Our forebears, after all, created masterful new ways to harness the insubstantial wind with ingenious sloop and rigging designs.

By doing so they transformed remote Bermuda into what has been called “the eye of all trade” in the Atlantic maritime economy of the 18th and 19th centuries. So it seems all but certain we will find ways to manage and overcome our present woes.

A will to achieve the seemingly impossible, a resilient and resourceful temperament, these have always been the hallmarks of the Bermudian character. Adversity eventually spurs us to action, it has never permanently crippled us; hardship has always forced us to critically evaluate our choices, learn from our errors and retrench and recalibrate where necessary.

Clearly we have a period of reflection and reappraisal ahead of us. Equally clearly we will be faced with some decisions we would rather not have to make. But they cannot be postponed indefinitely.

In simple terms Bermuda must make the shift back to a robust, private sector-driven economy, with Government providing essential support services and infrastructure to facilitate such growth.

Unessential services will have to be eliminated, trimmed or privatised because we can literally no longer afford to pay for them.

Over the last decade, while the size of the Bermuda population has dwindled and the economy has softened, the Government added 860 new public sector jobs.

The total number of white-collar workers went from 4,907 in 2003/2004 to 5,767 in 2011/2012. As has been pointed out more than once in recent weeks, that is the equivalent of adding an entire Fire Department (103 staff), Police Service (481) and Department of Corrections (278) to the Government payroll at a time when public revenues were going into free fall.

Government, it should be remembered, only creates the conditions for businesses to create wealth; it does not generate a single penny of economic activity by itself. Private sector tax dollars are required to pay for every public service salary and every public sector outlay.

Bermuda is faced with a shrinking tax base, stagnant economic growth and increased borrowing and deficit-spending to close our budget gaps. The rapid — and financially unsustainable — rate of growth in the Civil Service and an attendant increase in red tape both mitigate against private sector investment and new employment opportunities.

So we have no option but to reform and restructure the bureaucracy, to introduce the sort of efficiencies we are now free to choose and craft and shape for ourselves. For in the not too distant future they may well be imposed on us.

Outside lending agencies and regulatory institutions will inevitably balk at continuing to loan Bermuda money it can never hope to pay back without a comprehensive overhaul of its public sector and a renewed emphasis on facilitating private sector economic growth.

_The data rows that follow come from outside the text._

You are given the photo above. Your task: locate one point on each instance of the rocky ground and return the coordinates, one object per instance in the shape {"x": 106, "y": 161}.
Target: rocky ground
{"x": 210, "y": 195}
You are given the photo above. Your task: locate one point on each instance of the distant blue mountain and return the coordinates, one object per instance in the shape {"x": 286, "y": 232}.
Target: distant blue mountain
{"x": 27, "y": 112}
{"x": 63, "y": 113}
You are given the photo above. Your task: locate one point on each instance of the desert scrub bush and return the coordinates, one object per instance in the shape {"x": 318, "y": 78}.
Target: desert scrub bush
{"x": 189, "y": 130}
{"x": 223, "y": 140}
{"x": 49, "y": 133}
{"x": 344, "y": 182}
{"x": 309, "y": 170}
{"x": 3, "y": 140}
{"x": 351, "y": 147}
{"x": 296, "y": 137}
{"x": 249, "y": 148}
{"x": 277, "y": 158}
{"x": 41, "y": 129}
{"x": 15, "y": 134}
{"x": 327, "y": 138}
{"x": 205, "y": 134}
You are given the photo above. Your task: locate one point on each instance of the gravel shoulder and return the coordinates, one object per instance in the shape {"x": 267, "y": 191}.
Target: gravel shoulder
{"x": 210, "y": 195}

Continuing to deny that a crisis is pending will not make it go away. Facts, as Aldous Huxley said, simply do not cease to exist because they are ignored.

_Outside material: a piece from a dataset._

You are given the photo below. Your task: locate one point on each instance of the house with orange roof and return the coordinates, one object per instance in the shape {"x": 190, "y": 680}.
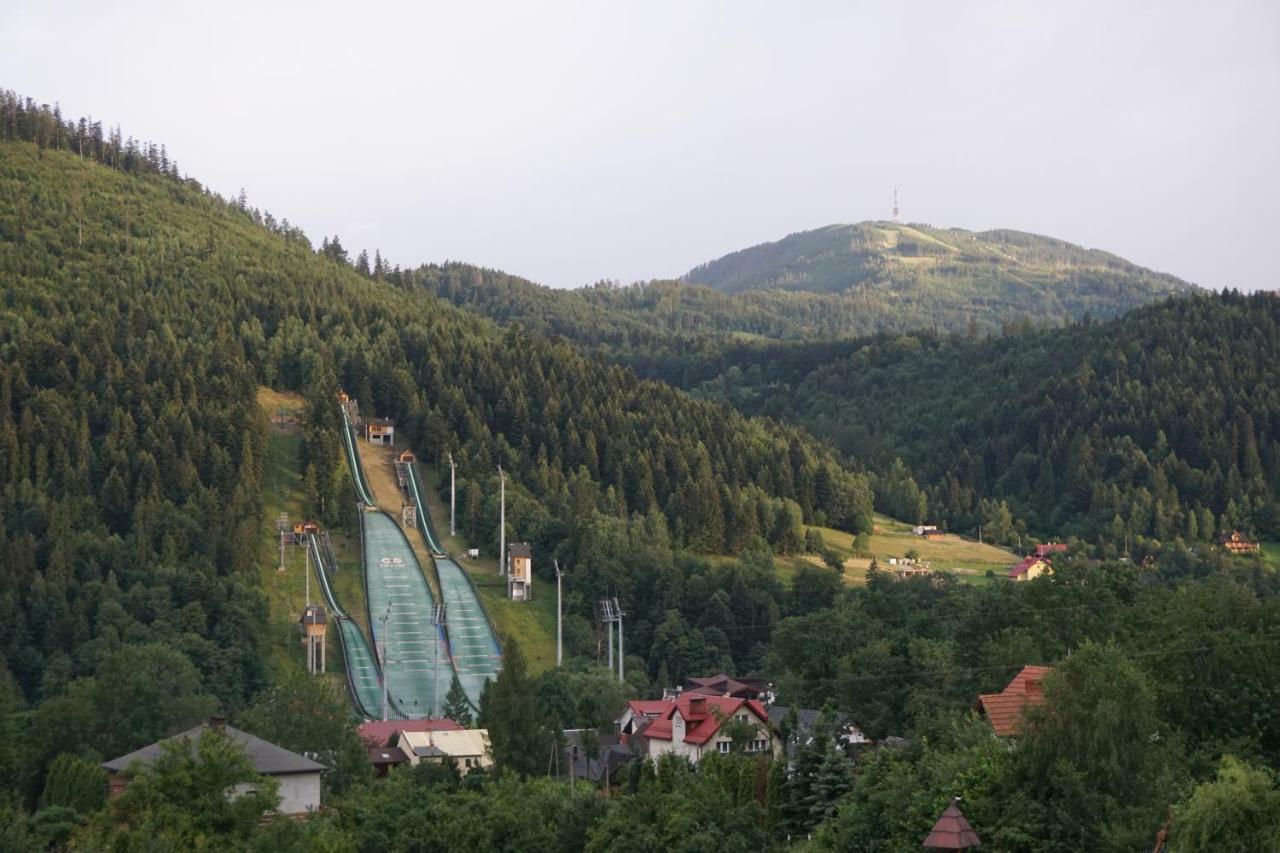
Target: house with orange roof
{"x": 696, "y": 725}
{"x": 1005, "y": 708}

Bermuda could do worse than to retrieve the Spending & Government Efficiency (Sage) commission’s recommendations from the unmarked grave where they were quickly consigned when it was clear a political backlash was brewing in the public sector.

Every practising politician interested in re-election is, of course, concerned with the possibility of alienating votes — particularly such a key bloc of votes as the Civil Service. And every civil servant is naturally concerned with keeping his or her job.

But the magnitude of the crisis we are facing demands courage and selflessness on the part of our politicians, realism and pragmatism on the part of our public sector unions and a degree of trust, cooperation and flexibility on both of their parts which Bermuda has not experienced in recent years.

Bermuda can be an island of “unlimited impossibilities” again — but the first impossible thing we must achieve, as a matter of urgency, is the building of confidence between Government and the white-collar unions.